The federal government has given greater authority to Native American tribes to block any future hydropower projects on Native land, through a series of new regulations after multiple companies applied to build such projects.
As reported by ABC News, the Federal Energy Regulatory Commission (FERC) had previously allowed companies to begin construction of such projects even if the tribes objected. As of last week, FERC granted the tribes the power to veto such efforts and force negotiations between the companies and the tribes.
Seven recently proposed projects on Navajo land were rejected by the FERC. With these rejections came the announcement of the new regulations on tribal authority, thus allowing the tribes themselves to make such decisions in the future without the approval of the federal government.
“This is the acknowledgement and respect of tribal sovereignty, which is critical,” said George Hardeen, a spokesman for the president of the Navajo Nation.
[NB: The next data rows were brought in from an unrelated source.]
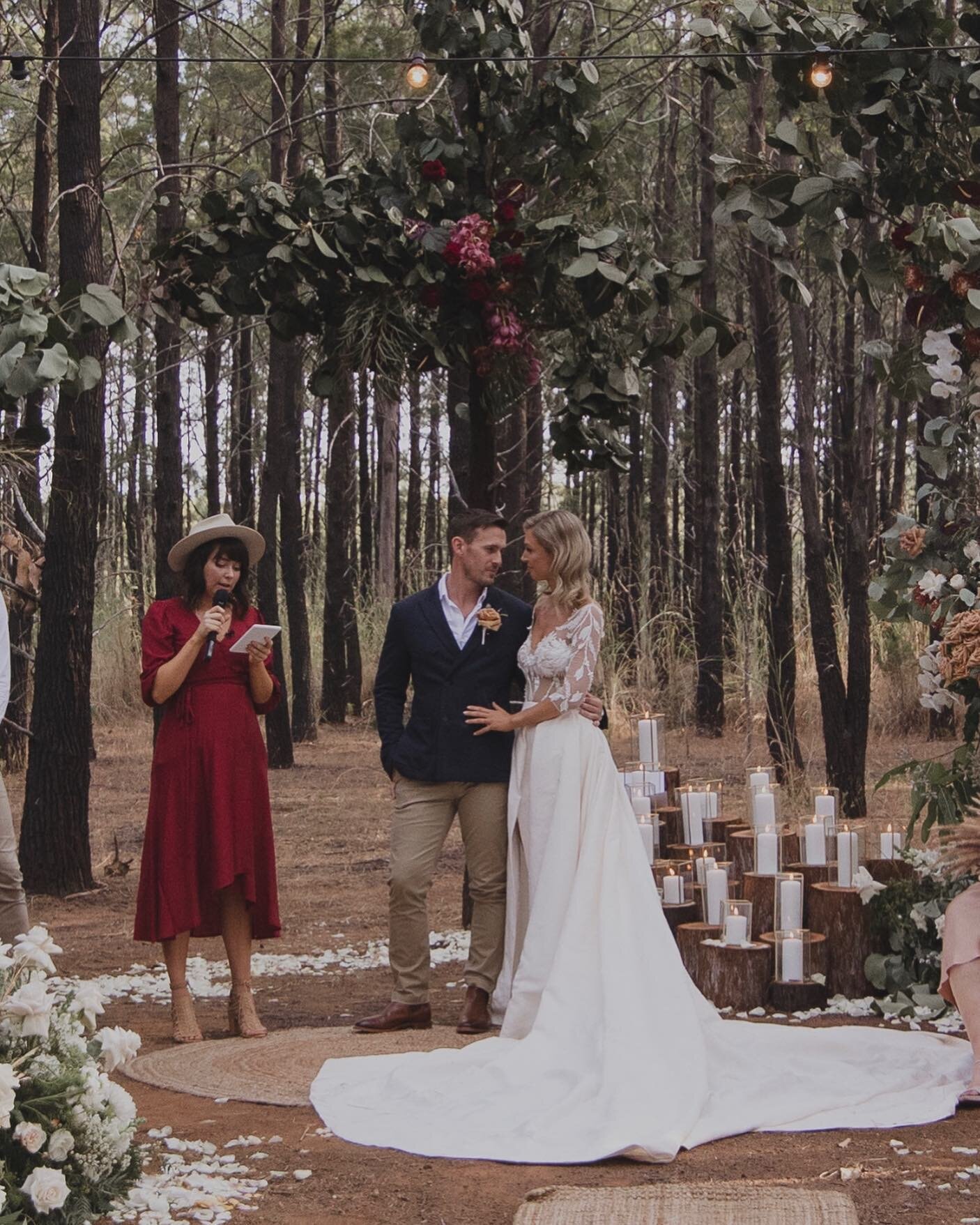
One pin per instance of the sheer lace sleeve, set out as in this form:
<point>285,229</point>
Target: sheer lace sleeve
<point>583,636</point>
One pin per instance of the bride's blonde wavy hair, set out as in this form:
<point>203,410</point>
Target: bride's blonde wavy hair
<point>564,537</point>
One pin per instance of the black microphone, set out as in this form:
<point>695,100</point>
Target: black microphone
<point>222,600</point>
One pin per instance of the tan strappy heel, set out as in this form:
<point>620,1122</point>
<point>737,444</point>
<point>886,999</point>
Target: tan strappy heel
<point>183,1016</point>
<point>243,1019</point>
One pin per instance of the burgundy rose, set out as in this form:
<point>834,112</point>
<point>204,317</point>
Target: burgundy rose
<point>478,291</point>
<point>923,310</point>
<point>901,236</point>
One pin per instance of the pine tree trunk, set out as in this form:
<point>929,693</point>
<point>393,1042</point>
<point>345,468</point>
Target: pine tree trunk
<point>54,846</point>
<point>708,604</point>
<point>168,488</point>
<point>781,692</point>
<point>212,451</point>
<point>341,647</point>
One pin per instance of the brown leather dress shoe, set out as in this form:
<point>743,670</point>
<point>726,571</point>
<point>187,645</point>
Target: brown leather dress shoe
<point>396,1016</point>
<point>475,1016</point>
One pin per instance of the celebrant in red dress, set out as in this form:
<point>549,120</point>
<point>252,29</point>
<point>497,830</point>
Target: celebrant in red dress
<point>208,864</point>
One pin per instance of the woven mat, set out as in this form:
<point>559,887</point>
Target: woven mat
<point>712,1203</point>
<point>278,1070</point>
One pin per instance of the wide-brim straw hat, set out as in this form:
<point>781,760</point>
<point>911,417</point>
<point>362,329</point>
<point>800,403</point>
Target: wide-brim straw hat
<point>217,527</point>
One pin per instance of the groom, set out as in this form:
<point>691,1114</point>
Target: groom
<point>457,644</point>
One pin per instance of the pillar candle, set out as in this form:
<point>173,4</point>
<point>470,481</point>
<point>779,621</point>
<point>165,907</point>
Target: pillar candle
<point>763,807</point>
<point>790,904</point>
<point>641,805</point>
<point>815,843</point>
<point>716,886</point>
<point>793,959</point>
<point>847,857</point>
<point>673,890</point>
<point>646,833</point>
<point>650,749</point>
<point>692,814</point>
<point>825,805</point>
<point>767,851</point>
<point>891,843</point>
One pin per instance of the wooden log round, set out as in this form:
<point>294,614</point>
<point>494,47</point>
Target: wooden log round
<point>844,920</point>
<point>761,892</point>
<point>671,827</point>
<point>677,914</point>
<point>813,874</point>
<point>818,953</point>
<point>690,936</point>
<point>798,996</point>
<point>730,975</point>
<point>887,870</point>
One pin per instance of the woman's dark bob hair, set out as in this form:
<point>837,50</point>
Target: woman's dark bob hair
<point>192,576</point>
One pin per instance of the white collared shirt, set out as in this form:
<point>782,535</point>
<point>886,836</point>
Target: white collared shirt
<point>459,627</point>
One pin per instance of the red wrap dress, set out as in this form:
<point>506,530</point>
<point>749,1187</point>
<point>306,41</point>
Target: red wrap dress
<point>208,823</point>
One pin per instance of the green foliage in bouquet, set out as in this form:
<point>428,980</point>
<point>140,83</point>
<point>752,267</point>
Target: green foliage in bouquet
<point>66,1129</point>
<point>910,913</point>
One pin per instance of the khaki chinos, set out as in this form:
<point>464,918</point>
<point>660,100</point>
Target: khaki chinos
<point>424,812</point>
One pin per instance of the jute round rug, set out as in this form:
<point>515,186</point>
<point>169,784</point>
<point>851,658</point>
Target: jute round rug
<point>276,1071</point>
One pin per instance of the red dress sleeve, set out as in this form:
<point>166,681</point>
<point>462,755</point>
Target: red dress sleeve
<point>276,695</point>
<point>160,646</point>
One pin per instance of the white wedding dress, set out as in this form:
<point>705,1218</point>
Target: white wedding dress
<point>606,1047</point>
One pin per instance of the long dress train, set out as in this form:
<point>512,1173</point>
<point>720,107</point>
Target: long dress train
<point>606,1047</point>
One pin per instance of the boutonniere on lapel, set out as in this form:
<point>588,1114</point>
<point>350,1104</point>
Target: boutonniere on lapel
<point>489,619</point>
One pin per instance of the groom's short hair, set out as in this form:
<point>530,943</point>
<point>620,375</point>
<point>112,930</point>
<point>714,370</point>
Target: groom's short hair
<point>467,524</point>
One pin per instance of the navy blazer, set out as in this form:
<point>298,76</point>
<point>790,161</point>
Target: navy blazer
<point>438,745</point>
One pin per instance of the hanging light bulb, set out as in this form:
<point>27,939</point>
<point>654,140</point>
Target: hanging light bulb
<point>417,74</point>
<point>821,70</point>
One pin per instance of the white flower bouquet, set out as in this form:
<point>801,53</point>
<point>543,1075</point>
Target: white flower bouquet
<point>66,1129</point>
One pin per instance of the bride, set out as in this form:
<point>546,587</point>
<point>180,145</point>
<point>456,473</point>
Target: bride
<point>606,1047</point>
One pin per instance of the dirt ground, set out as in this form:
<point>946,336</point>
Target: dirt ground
<point>331,819</point>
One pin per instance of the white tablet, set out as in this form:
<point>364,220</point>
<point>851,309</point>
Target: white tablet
<point>254,634</point>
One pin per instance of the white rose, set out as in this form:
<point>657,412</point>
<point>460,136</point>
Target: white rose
<point>36,946</point>
<point>47,1189</point>
<point>60,1144</point>
<point>121,1103</point>
<point>931,584</point>
<point>119,1047</point>
<point>31,1136</point>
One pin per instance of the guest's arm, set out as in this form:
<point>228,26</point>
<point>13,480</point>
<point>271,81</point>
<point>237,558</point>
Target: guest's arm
<point>391,686</point>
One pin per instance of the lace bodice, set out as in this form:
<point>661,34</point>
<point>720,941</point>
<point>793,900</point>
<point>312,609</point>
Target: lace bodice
<point>562,665</point>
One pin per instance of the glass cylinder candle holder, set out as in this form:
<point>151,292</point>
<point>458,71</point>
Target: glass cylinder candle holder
<point>788,908</point>
<point>765,805</point>
<point>793,956</point>
<point>694,805</point>
<point>674,880</point>
<point>887,841</point>
<point>849,854</point>
<point>650,736</point>
<point>818,844</point>
<point>737,927</point>
<point>713,891</point>
<point>760,776</point>
<point>768,851</point>
<point>825,801</point>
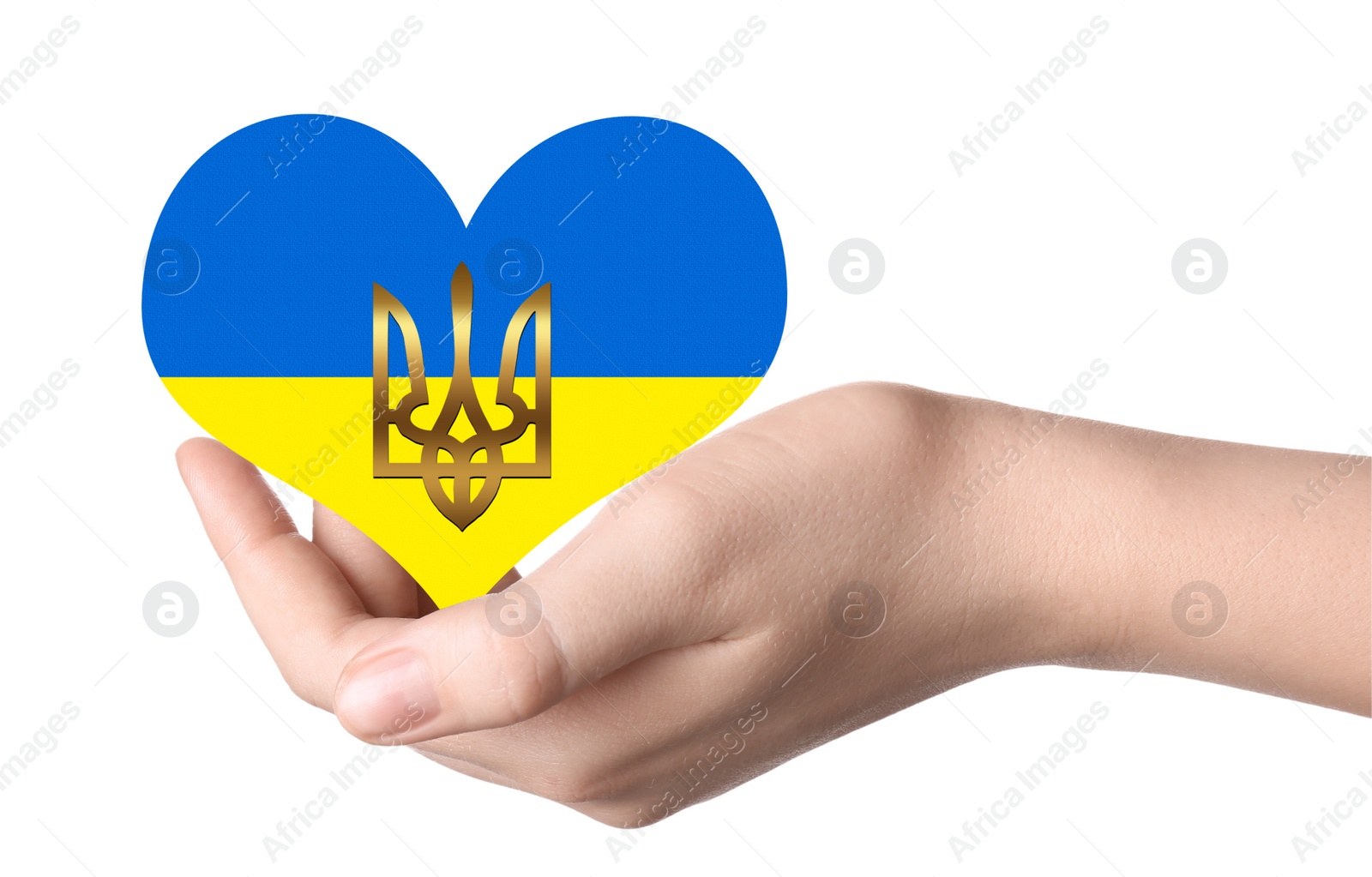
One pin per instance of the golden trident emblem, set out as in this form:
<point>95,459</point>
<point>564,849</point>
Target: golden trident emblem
<point>475,482</point>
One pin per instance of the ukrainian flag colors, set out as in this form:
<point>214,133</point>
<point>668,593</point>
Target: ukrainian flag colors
<point>667,294</point>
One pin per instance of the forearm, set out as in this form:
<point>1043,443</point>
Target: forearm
<point>1092,530</point>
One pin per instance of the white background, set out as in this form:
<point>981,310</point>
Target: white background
<point>1050,251</point>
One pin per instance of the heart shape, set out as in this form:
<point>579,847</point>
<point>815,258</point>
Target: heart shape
<point>457,392</point>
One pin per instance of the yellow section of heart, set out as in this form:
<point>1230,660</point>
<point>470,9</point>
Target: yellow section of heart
<point>316,435</point>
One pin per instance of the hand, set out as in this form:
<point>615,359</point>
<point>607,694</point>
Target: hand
<point>797,577</point>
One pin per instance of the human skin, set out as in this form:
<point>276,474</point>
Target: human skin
<point>707,603</point>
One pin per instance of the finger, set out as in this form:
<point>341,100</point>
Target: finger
<point>623,589</point>
<point>298,602</point>
<point>379,580</point>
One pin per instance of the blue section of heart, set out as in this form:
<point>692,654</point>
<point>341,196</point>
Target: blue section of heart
<point>669,264</point>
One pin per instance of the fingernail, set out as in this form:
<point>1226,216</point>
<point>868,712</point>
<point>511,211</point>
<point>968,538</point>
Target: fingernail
<point>388,696</point>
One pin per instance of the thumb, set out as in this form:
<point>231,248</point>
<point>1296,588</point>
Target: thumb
<point>612,596</point>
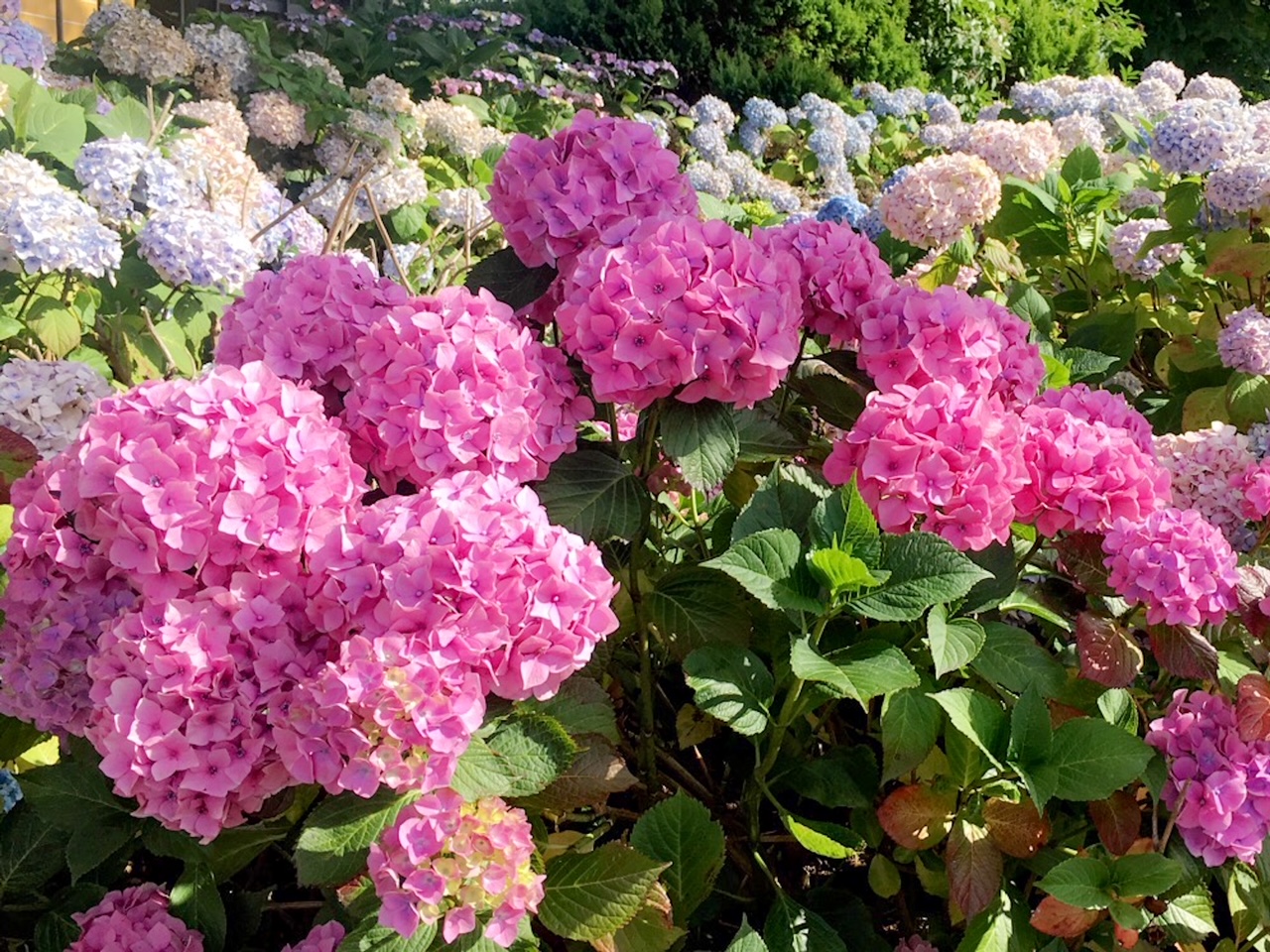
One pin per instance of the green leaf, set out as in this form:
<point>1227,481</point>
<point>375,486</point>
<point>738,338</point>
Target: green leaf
<point>1144,875</point>
<point>978,716</point>
<point>592,895</point>
<point>910,726</point>
<point>767,565</point>
<point>336,837</point>
<point>730,684</point>
<point>518,760</point>
<point>861,671</point>
<point>925,570</point>
<point>507,278</point>
<point>1083,883</point>
<point>1011,658</point>
<point>1091,760</point>
<point>953,644</point>
<point>825,838</point>
<point>693,607</point>
<point>594,495</point>
<point>31,851</point>
<point>197,902</point>
<point>784,500</point>
<point>683,833</point>
<point>702,439</point>
<point>792,928</point>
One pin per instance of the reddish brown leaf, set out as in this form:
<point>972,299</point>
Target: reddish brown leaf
<point>1252,707</point>
<point>1109,655</point>
<point>1016,829</point>
<point>1118,820</point>
<point>1183,652</point>
<point>974,869</point>
<point>18,456</point>
<point>916,816</point>
<point>1055,918</point>
<point>1080,556</point>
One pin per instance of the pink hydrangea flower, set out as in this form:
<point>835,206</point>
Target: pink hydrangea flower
<point>322,938</point>
<point>939,453</point>
<point>841,272</point>
<point>683,307</point>
<point>1176,563</point>
<point>556,195</point>
<point>458,385</point>
<point>304,321</point>
<point>913,336</point>
<point>1084,475</point>
<point>444,860</point>
<point>1218,784</point>
<point>135,919</point>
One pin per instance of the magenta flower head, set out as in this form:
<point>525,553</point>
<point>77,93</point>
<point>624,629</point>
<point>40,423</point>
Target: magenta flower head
<point>841,272</point>
<point>686,308</point>
<point>304,321</point>
<point>913,336</point>
<point>556,195</point>
<point>460,385</point>
<point>461,864</point>
<point>1174,562</point>
<point>135,919</point>
<point>940,454</point>
<point>1218,783</point>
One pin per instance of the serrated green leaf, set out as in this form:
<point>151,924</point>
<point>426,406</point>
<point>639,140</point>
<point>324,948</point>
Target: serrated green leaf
<point>592,895</point>
<point>769,566</point>
<point>861,671</point>
<point>521,758</point>
<point>925,570</point>
<point>701,438</point>
<point>979,717</point>
<point>336,837</point>
<point>683,833</point>
<point>593,495</point>
<point>197,902</point>
<point>911,724</point>
<point>953,644</point>
<point>730,684</point>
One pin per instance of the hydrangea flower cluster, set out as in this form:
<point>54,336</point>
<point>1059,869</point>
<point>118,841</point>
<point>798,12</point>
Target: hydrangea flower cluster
<point>1023,150</point>
<point>204,249</point>
<point>912,336</point>
<point>136,919</point>
<point>46,227</point>
<point>556,195</point>
<point>457,385</point>
<point>939,453</point>
<point>305,320</point>
<point>48,402</point>
<point>1218,783</point>
<point>686,308</point>
<point>123,178</point>
<point>942,198</point>
<point>1206,470</point>
<point>444,860</point>
<point>1174,562</point>
<point>841,273</point>
<point>1125,244</point>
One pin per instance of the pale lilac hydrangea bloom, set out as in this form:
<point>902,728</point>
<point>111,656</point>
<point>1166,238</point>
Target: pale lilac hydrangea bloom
<point>458,385</point>
<point>1174,562</point>
<point>683,307</point>
<point>554,197</point>
<point>135,919</point>
<point>456,862</point>
<point>1218,783</point>
<point>939,457</point>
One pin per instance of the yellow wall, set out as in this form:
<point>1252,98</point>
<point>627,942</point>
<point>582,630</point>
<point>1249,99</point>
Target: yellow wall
<point>75,13</point>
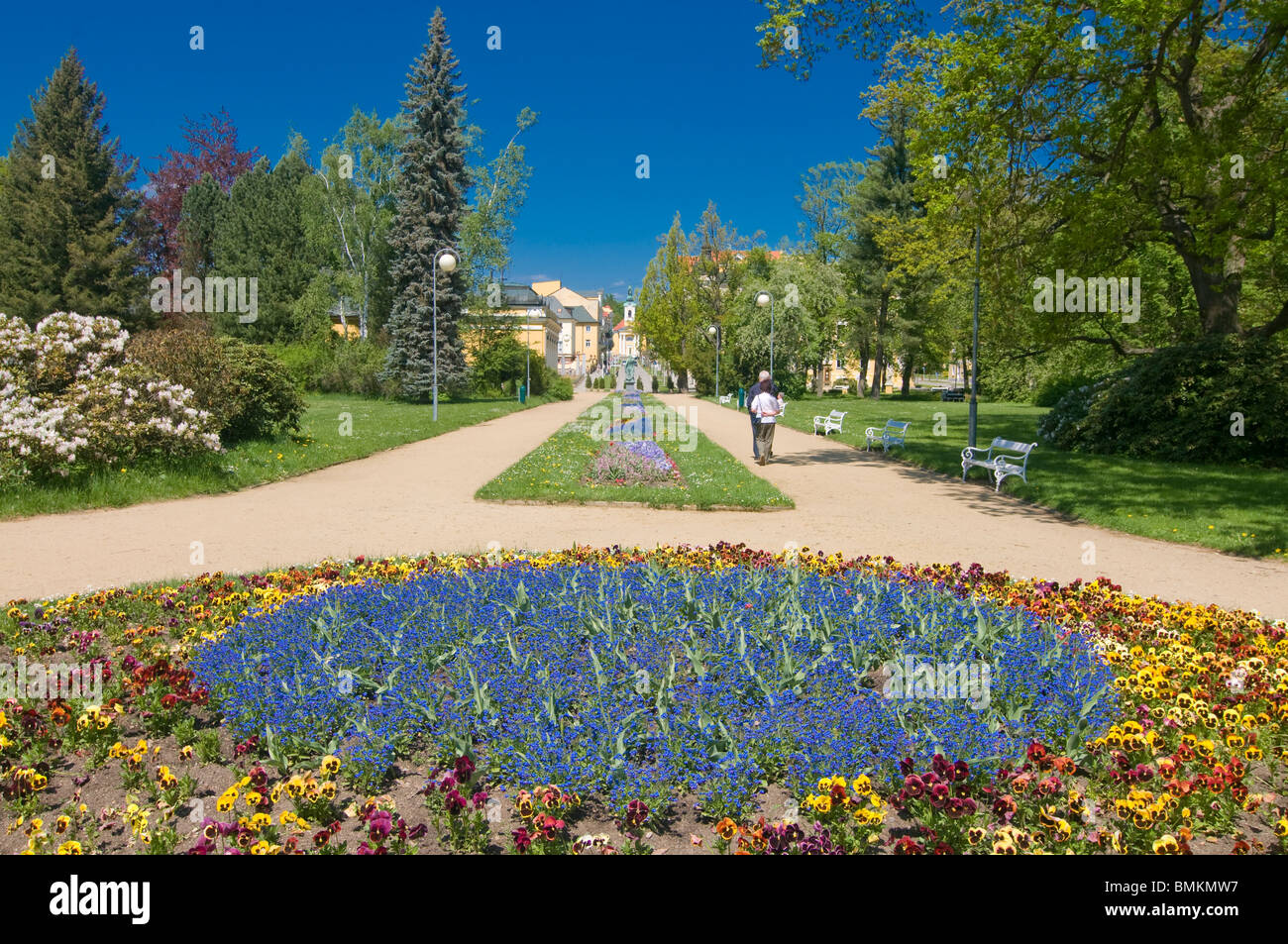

Navajo territory encompasses 27,000 square miles across three southwestern states: Arizona, New Mexico, and Utah.
“It applies anywhere that a hydropower project might be proposed on tribal lands throughout the United States,” said Aaron Paul, an attorney with the conservation group Grand Canyon Trust.
Hydropower plants are one of many proposals by so-called “renewable energy” groups as an alternative to conventional methods of fuel such as coal. Developers have sought to use land like the southwest due to the uneven terrain, rich with canyons, mesas, and other geological features that produce wildly different elevations; the numerous different levels are ideal for a water-based facility, as water must keep moving in order to generate power.
Hardeen pointed out that the presence of such facilities might bother the roughly 175,000 residents of the Navajo Nation, where one-third of the population does not have running water.
“They would more likely say ‘no’ to these kinds of projects,” Hardeen noted.
One of the companies that was rejected by FERC and is now facing similar rejection from the tribes is Nature and People First, which wanted to build a facility on a reservation in Arizona that would be capable of storing up to 100,000 acres of water.
Denis Payre, the president and CEO of Nature and People First, described the announcement as “undeniably disheartening.”
“Developing pumped storage projects is inherently challenging; this additional obstacle threatens to halt our collective efforts,” he continued.
The United States negotiated treaties with these tribes in order to take their lands. They put them on reservations and supposedly gave them sovereignty over them. Personally, I think Indians should be assimilated fully but until they are, they have the right to do whatever they well please on their land.